Paracrine suppression of apoptosis by cytokine-stimulated neutrophils involves divergent regulation of NF-κB, Bcl-XL, and Bak

Dysregulated polymorphonuclear leukocyte (PMN) apoptosis and PMN-mediated organ damage have been associated with several medical conditions such as systemic inflammatory response syndrome (SIRS), acute respiratory distress syndrome (ARDS), and ischemia/reperfusion injury. IL-1 beta and IL-8 are two cytokines that are elevated under similar conditions. Therefore, we hypothesized that PMN exposed to these cytokines would secrete factors that could affect PMN apoptosis in a cell contact-independent manner.
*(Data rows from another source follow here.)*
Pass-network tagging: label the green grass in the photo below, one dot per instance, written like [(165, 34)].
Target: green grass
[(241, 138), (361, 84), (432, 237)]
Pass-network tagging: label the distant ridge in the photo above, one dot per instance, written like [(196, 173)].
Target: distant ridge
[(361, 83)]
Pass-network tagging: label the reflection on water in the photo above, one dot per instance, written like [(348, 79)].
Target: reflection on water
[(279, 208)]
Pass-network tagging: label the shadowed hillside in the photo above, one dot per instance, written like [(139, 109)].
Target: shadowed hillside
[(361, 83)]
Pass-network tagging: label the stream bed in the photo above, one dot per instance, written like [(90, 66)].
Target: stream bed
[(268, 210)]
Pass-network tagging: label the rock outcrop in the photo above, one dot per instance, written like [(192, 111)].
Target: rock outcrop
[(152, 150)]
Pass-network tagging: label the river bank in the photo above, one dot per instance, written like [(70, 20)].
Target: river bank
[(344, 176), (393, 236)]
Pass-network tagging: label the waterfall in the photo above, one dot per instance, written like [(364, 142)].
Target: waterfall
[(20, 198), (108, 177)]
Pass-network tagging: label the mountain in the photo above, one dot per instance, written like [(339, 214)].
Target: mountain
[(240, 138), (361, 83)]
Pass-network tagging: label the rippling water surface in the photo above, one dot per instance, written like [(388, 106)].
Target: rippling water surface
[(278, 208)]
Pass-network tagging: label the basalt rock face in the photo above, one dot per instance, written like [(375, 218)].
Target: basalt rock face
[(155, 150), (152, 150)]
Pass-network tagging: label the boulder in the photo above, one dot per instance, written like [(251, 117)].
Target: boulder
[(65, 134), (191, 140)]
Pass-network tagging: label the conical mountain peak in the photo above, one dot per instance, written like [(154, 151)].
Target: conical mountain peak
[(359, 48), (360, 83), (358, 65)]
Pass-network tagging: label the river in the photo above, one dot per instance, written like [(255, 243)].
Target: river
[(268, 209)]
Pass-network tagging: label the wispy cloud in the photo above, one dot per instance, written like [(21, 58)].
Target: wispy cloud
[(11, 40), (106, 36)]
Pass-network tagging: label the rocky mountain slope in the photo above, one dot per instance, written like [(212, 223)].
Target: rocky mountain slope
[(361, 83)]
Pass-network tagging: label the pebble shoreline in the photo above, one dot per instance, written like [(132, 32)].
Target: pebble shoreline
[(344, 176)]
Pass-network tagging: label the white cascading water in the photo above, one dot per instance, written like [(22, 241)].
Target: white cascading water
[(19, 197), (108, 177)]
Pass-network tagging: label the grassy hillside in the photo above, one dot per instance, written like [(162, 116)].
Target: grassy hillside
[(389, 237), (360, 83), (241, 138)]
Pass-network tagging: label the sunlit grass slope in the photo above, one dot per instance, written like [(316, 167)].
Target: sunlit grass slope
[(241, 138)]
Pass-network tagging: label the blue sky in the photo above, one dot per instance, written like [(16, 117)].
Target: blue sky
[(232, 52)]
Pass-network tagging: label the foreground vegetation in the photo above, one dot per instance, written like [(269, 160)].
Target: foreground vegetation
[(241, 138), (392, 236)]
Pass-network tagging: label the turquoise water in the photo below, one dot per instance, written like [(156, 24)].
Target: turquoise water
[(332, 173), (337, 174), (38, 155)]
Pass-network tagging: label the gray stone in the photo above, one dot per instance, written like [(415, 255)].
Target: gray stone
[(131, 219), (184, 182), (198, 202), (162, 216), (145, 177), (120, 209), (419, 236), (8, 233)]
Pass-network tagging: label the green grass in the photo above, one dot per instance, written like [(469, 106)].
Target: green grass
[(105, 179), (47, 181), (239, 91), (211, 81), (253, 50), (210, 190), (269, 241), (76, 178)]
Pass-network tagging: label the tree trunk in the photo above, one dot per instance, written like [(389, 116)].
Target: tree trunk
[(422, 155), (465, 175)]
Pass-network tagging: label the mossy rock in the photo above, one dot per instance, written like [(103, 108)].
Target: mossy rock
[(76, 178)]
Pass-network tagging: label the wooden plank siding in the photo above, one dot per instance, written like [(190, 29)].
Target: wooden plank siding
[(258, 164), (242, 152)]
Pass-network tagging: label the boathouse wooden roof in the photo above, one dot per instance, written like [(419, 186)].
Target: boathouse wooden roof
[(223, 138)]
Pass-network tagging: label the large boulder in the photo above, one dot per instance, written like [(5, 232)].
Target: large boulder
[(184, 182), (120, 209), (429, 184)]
We have previously shown that media conditioned by IL-1 beta -stimulated PMN (CM-IL-1 beta) for 2 h suppressed spontaneous PMN apoptosis. Data presented here demonstrate that media conditioned by IL-8-stimulated PMN (CM-IL8) also have the ability to suppress spontaneous, as well as FasL- and TNF-alpha -induced apoptosis. In contrast, CM-IL1 beta was able to suppress FasL-induced, but not TNF-alpha -incluced, apoptosis. To elucidate the mechanisms these media use to elicit their effects, we examined the expression and function of several apoptosis-related proteins, Experimental results demonstrate that both CM-IL1 beta and CM-IL8 have the ability to delay caspase activation, but have no effect on the expression of their upstream activator, Fas, or its ligand, FasL. Examination of several Bcl-2 family members revealed a selective regulation by each media: CM-IL1 beta up-regulated Bcl-X-L, while CM-IL8 down-regulated Bak expression. Additionally, CM-IL1 beta, but not CM-IL8, promoted the activation of NF-kappaB, which has anti-apoptotic activity. Together, we can conclude that IL-1 beta- and IL-8-stimulated PMN have the ability to suppress PMN apoptosis in a paracrine manner, and that the extent and mechanism of suppression is specific for each.